Although color is a subject that is endeared in his heart and he uses up to 200 colors in a painting, colors are not the central thing in Robert Sagerman’s paintings. The process is most important and Robert hopes the viewer will look at it long enough to wonder why a painter would use such an intensive technique to create a painting. It’s a meditative process.
His paintings are made up of thousands of drops applied with a pallet knife. Using one color at a time, Robert counts the drops and keeps swatches of each color he used for the painting. There is no plan, he doesn’t use a color wheel, he applies one color at a time by intuition. Robert Sagerman creates his own colors from raw pigments to be aware of the chemicality of colors.
The colors are there to distinguish the drops. Originally he used more muted colors but through time and increasing confidence in using them Robert started using brighter colors. The gradation is always horizontal, and the layers of colors must remain visible so the process is transparent for the viewer. ‘Color was dictating the trajectory of the works with each piece going it’s own way’. There are no influences in his mind.
Shadows are part of the pallet. Color in theory is great, but you can’t really grasp it. Texture you can touch. Texture together with reflecting light creates the color sensation. Look at his black paintings for example. They are black, but he uses different types of paint, from matt to gloss, to create the subtle differences. The paint texture and light settings will create the colors you actually observe.

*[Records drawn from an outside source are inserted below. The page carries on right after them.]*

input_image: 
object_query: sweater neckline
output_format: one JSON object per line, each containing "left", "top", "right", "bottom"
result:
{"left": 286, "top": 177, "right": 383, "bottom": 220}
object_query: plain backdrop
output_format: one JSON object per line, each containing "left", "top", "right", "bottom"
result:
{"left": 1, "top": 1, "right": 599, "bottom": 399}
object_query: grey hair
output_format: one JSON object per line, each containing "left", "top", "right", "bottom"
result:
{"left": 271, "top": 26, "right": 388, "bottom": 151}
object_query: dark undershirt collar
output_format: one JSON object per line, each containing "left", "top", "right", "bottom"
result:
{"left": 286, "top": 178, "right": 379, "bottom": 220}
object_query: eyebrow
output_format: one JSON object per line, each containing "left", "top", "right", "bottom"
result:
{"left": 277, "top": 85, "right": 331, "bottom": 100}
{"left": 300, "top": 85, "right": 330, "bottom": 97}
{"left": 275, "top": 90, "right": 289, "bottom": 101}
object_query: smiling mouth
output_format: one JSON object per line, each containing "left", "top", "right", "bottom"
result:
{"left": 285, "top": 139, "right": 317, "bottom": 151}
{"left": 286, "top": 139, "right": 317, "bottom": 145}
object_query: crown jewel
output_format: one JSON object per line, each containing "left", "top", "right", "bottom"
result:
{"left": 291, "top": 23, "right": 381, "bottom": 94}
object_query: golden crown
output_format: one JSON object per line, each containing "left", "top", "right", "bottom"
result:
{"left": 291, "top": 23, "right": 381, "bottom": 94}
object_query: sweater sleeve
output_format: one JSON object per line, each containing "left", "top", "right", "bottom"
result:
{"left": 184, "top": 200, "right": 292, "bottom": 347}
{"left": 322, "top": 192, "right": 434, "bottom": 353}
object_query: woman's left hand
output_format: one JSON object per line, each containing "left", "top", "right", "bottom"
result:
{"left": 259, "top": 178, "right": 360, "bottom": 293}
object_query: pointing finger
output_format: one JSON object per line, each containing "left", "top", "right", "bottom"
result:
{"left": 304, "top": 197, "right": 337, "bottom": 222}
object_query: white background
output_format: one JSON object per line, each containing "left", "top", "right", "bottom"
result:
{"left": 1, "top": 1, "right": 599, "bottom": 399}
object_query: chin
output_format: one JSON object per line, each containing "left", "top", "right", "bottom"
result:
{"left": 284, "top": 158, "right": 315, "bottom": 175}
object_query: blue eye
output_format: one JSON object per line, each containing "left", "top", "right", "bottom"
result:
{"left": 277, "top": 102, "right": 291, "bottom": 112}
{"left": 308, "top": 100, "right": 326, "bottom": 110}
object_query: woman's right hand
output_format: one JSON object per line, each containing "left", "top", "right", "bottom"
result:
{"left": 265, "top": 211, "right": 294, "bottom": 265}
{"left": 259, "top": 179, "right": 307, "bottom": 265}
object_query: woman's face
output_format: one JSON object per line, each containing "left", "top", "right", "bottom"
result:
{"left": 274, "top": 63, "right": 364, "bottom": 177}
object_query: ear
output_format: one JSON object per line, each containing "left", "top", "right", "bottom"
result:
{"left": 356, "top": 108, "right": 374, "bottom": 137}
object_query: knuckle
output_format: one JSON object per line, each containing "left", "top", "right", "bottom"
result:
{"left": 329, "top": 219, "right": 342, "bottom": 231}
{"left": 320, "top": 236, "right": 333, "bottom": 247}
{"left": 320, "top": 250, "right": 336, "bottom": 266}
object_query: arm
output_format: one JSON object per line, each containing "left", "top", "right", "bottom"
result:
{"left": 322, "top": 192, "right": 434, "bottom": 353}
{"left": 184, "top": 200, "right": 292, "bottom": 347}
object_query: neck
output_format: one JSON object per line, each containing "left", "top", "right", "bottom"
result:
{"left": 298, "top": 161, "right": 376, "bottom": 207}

Roberts paintings are so full of texture that they look different depending on the angle of the light, giving the paintings a naturalistic element. The light in his studio is very even to support the painting process. Once a painting leaves his studio, it’s out of his hands. Robert Sagerman can’t control the light conditions in the galleries or his clients. He has to let it go. It’s actually the next intuitive step in the process of creation.